We can think of the optimalist theory of ultimate explanation as the claim:
- Necessarily, that reality is for the best explains everything.
(I won’t worry in this post about two details. First, whether “reality” in (1) includes the principle of optimality itself—Rescher has suggested that it does, since it’s for the best that everything be for the best. Second, whether “reality” is all the detail of the world, or just the “core” of the world—the aspects not set by indeterministic causation.)
Given that only truths explain, (1) entails:
- Necessarily, reality is for the best.
Notice that one could accept (2) without accepting (1). One might, for instance, be a Leibnizian and think that there is a two-fold structure to ultimate explanation: first, God’s existence is explained by the ontological argument and, second, God creates the best contingent reality. On this account everything is for the best, but that everything is for the best is not the ultimate explanation, because it does not explain why God exists. Or one might think that reality is necessary and brute, and it brutely has to be like it is. And as a very suprising but non-explanatory matter of fact the way it is is in fact optimal.
I am emphasizing this, because I want to problematize (1). Grant (2). Why should we think that the fact that everything is for the best in fact explains everything?

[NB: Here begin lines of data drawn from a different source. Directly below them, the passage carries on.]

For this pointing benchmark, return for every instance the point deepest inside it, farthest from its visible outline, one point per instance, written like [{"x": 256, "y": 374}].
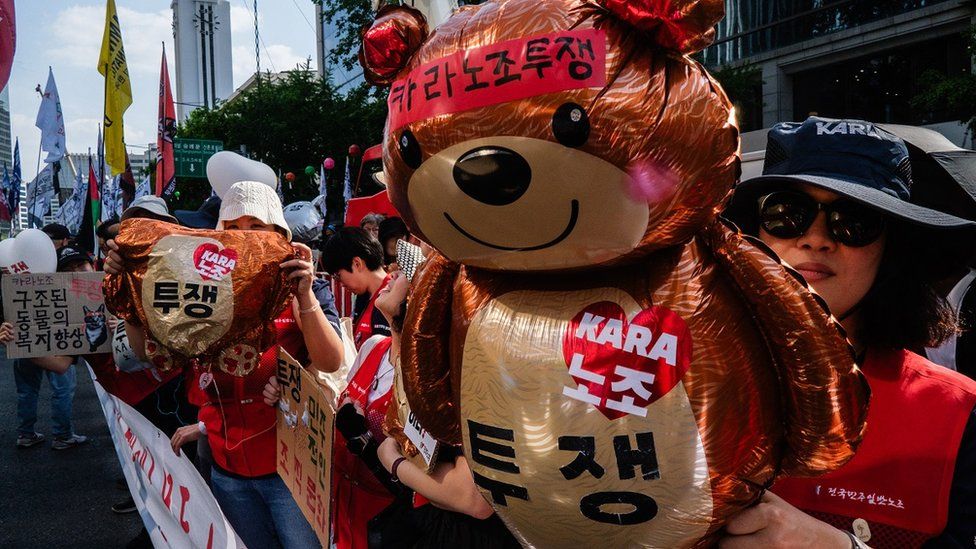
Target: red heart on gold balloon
[
  {"x": 212, "y": 263},
  {"x": 621, "y": 366}
]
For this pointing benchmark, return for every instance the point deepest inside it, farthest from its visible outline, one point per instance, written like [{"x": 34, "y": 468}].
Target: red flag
[
  {"x": 8, "y": 39},
  {"x": 357, "y": 208},
  {"x": 165, "y": 168}
]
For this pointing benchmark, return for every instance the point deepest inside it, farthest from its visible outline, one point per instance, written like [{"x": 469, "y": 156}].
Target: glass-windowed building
[{"x": 846, "y": 58}]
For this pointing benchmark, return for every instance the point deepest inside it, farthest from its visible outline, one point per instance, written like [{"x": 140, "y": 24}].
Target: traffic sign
[{"x": 191, "y": 155}]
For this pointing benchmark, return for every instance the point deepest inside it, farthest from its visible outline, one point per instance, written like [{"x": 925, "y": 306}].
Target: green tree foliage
[
  {"x": 291, "y": 121},
  {"x": 349, "y": 17},
  {"x": 953, "y": 95},
  {"x": 744, "y": 88}
]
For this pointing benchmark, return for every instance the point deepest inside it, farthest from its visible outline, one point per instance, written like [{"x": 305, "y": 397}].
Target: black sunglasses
[{"x": 789, "y": 214}]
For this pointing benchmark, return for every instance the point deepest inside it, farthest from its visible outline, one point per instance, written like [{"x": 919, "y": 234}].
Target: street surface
[{"x": 60, "y": 499}]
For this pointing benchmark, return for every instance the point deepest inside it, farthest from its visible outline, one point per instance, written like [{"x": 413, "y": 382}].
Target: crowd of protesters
[{"x": 836, "y": 208}]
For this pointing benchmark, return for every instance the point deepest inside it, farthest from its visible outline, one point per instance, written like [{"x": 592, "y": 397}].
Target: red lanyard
[
  {"x": 364, "y": 328},
  {"x": 358, "y": 389}
]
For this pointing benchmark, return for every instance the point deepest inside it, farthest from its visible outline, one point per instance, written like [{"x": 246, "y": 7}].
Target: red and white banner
[
  {"x": 174, "y": 502},
  {"x": 165, "y": 168}
]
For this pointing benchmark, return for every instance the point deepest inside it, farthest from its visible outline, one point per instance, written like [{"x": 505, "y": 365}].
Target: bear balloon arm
[
  {"x": 825, "y": 394},
  {"x": 425, "y": 361}
]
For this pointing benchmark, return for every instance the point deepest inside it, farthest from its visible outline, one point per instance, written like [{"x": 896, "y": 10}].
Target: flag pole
[{"x": 30, "y": 208}]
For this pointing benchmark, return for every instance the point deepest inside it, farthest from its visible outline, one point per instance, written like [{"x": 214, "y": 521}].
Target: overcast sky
[{"x": 67, "y": 36}]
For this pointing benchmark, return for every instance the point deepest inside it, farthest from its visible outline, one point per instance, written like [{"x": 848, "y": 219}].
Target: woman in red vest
[
  {"x": 355, "y": 258},
  {"x": 238, "y": 425},
  {"x": 833, "y": 204},
  {"x": 361, "y": 487}
]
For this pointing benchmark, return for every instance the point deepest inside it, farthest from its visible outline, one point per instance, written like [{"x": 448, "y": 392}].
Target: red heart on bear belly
[
  {"x": 212, "y": 263},
  {"x": 622, "y": 366}
]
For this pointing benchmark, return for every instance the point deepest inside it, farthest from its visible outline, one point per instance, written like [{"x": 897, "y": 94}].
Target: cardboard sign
[
  {"x": 56, "y": 314},
  {"x": 306, "y": 422}
]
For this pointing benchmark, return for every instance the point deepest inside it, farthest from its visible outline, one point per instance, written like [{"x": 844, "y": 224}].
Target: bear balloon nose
[{"x": 493, "y": 175}]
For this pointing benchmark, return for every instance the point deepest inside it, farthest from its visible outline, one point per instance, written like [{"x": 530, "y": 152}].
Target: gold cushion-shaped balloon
[{"x": 210, "y": 296}]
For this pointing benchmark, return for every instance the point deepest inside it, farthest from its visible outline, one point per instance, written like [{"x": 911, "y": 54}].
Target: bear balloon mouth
[{"x": 573, "y": 219}]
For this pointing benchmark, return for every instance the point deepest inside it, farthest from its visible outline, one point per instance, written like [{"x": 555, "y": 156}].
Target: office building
[
  {"x": 846, "y": 58},
  {"x": 204, "y": 61}
]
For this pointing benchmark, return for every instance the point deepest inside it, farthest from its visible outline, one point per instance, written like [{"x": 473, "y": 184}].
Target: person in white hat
[
  {"x": 238, "y": 425},
  {"x": 149, "y": 207}
]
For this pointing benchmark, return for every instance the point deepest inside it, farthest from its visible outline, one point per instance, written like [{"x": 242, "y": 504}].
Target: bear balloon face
[{"x": 530, "y": 135}]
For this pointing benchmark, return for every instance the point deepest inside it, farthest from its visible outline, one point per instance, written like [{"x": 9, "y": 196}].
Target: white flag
[
  {"x": 40, "y": 191},
  {"x": 144, "y": 188},
  {"x": 51, "y": 122},
  {"x": 72, "y": 212},
  {"x": 108, "y": 197}
]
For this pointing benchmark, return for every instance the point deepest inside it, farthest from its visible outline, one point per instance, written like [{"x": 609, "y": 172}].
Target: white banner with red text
[{"x": 175, "y": 503}]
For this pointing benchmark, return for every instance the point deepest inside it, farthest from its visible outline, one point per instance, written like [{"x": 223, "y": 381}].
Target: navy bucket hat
[{"x": 852, "y": 158}]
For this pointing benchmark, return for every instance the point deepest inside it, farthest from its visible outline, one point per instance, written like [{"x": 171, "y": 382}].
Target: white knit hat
[{"x": 255, "y": 199}]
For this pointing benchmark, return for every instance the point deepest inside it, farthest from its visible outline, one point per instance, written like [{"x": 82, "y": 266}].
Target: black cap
[
  {"x": 70, "y": 255},
  {"x": 205, "y": 217},
  {"x": 56, "y": 231},
  {"x": 853, "y": 158}
]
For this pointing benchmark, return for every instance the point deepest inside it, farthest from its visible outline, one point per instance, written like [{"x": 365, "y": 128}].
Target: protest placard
[
  {"x": 306, "y": 419},
  {"x": 56, "y": 314}
]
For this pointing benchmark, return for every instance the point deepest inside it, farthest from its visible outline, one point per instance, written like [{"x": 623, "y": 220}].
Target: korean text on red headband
[{"x": 499, "y": 73}]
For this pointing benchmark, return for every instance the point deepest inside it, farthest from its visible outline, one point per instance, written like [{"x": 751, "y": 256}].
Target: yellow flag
[{"x": 118, "y": 92}]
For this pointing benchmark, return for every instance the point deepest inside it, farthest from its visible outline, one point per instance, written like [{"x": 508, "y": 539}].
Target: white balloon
[
  {"x": 7, "y": 255},
  {"x": 35, "y": 249},
  {"x": 226, "y": 168}
]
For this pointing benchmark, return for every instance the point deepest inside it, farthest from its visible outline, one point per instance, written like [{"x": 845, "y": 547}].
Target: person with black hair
[
  {"x": 59, "y": 371},
  {"x": 833, "y": 203},
  {"x": 355, "y": 258}
]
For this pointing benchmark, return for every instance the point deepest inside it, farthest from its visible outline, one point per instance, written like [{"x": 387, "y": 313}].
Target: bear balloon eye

Suppose that modal fatalism is true, and that it so happens that reality is exactly mid-way between the worst and the best possibility, and is in the only option mid-way between the worst and best. (I assume one can talk of options for reality even given modal fatalism. Otherwise, optimalism falls apart. The “options for reality” may be something like narrowly logically possible worlds.) Then:
- Necessarily, reality is exactly middling.
Now suppose a “mediocritist” said: “And that reality is necessarily exactly middling explains why reality is what it is.” But why would we buy that? Or suppose that reality is necessarily the only one that is exactly 56.4% of the way up between the worst and the best (where worst would count as 0% of the way up and best as 100%)? Surely we wouldn’t conclude that its being exactly at 56.4% explains why it is the way it is. But if not, then why should its being at 50% explain it, as on mediocritism, or its being at 100% explain it, as on optimalism?
I think what the optimalist ought to say at this point is that analogously to non-Humean pushy laws of nature, there are non-Humean pushy laws of metaphysics. One of these laws is that everything is for the best. It is the pushiness of this metaphysical law that explains reality. But there is something rather odd about pushy laws prior to all beings—they seem really problematically ungrounded.